Mi è tornato in mente in questi giorni in cui si parla di registi quarantenni che abusano di ragazzine tredicenni e vengono comunque difesi da un esercito di sì, ma e però. Perché il nesso esiste. L’amore degli uomini verso le donne ha sempre qualcosa di magnanimo, generoso, inattaccabile. Nessuno degli uomini che sono stati definiti così è automaticamente uno stupratore, va da sé, ma l’idea di amore sottesa a quella definizione è la stessa che rende tanto facile giustificare lo stupro di una minorenne, soprattutto quando l’uomo in questione è ricco e potente. Perché l’amore degli uomini ha sempre i toni della concessione. L’amore degli uomini, nella mentalità e nella cultura dello stupro in cui siamo immersi, non è quasi mai colpevole.

L’amore delle donne invece sì.

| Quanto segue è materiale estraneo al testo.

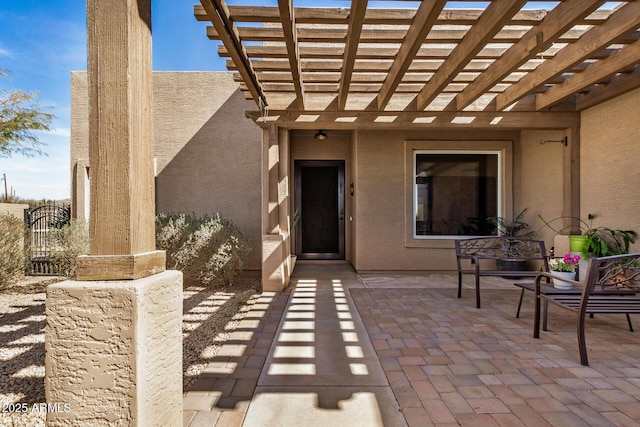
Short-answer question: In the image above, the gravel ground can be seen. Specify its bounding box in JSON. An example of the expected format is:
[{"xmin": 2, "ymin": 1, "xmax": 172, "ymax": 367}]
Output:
[{"xmin": 0, "ymin": 277, "xmax": 260, "ymax": 427}]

L’amore delle donne è egoista, esigente, fastidioso, molesto. Le donne che amano gli uomini non concedono, si prendono qualcosa di loro, danno sfogo a libidini e lussurie che hanno qualcosa di illecito non appena escono dal letto coniugale. L’amore degli uomini è simpaticamente godereccio, un po’ zozzone a volte ma comunque romantico, abbastanza da cancellare ogni abuso di potere, anzi, più grande è il potere, più piccolo sembra diventare l’abuso, più lo stupro finisce per tingersi di privilegio, un biglietto di sola andata per il successo.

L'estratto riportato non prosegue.